The speculation on Wall Street is that New York State Attorney General Eliot Spitzer is waiting for just the right complaint to trigger an investigation of the mortgage industry, according to Toronto's Globe and Mail.
Spitzer has led a crusade against Wall Street that started with investment firms that used tainted research to attract banking deals. Then he moved to mutual funds, one of the greatest stores of wealth in the United States. But it falls about $400 billion short of the mortgage industry, worth an estimated $7.4 trillion.
Wall Street insiders suggest that Spitzer may turn his attention to the mortgage industry because, like the mutual fund industry, it is full of trusting customers who can be tempting targets, and represents a lot of votes should Spitzer move into politics. Spitzer himself has given no indication that he plans to investigate the mortgage market, despite the talk on Wall Street.
An idea of what might lie ahead can be seen from the troubles of Fannie Mae and Freddie Mac, the two government-sponsored companies that guarantee most of America's mortgages. Earlier this year, Freddie Mac was caught in an accounting error that resulted in a $4.5-billion earnings restatement. Fannie Mae reported a $1.3-billion mistake last month, after finding errors related to a derivatives accounting rule.
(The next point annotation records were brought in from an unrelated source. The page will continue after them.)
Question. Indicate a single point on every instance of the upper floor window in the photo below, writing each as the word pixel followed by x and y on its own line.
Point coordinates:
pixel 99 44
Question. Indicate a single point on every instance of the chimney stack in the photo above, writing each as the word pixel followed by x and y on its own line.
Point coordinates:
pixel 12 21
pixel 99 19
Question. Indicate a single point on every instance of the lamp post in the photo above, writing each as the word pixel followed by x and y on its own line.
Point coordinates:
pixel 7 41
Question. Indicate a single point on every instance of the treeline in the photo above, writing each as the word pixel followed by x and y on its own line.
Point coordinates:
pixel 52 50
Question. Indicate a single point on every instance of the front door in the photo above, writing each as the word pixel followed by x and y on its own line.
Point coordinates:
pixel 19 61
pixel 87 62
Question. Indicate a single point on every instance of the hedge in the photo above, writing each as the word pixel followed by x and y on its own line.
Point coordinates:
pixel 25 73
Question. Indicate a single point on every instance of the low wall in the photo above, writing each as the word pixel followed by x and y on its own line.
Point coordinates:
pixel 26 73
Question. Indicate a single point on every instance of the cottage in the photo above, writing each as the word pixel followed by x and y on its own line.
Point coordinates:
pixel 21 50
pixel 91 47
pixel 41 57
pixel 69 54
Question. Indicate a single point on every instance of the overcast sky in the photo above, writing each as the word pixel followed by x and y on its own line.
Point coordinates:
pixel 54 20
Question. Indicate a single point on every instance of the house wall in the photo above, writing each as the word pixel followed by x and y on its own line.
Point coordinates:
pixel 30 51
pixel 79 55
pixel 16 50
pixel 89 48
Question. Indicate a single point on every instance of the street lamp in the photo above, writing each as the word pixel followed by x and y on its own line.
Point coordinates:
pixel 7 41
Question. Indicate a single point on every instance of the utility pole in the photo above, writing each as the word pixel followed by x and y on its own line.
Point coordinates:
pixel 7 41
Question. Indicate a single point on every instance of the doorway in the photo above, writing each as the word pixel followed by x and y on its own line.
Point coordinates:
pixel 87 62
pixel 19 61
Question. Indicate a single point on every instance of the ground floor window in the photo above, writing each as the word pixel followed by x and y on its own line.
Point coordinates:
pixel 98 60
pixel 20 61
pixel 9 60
If Spitzer were to target the mortgage industry, observers suggest that fees might be one area of focus. The relationship between mortgage providers and real estate agents might be another. Do mortgage providers offer better terms if the prospective mortgage holder transfers other assets to the bank? Investigators also might look at whether mortgage rates are as low as they can be, given prevailing bond or Treasury rates, or whether there's too much lag time between falling interest rates and falling mortgage rates.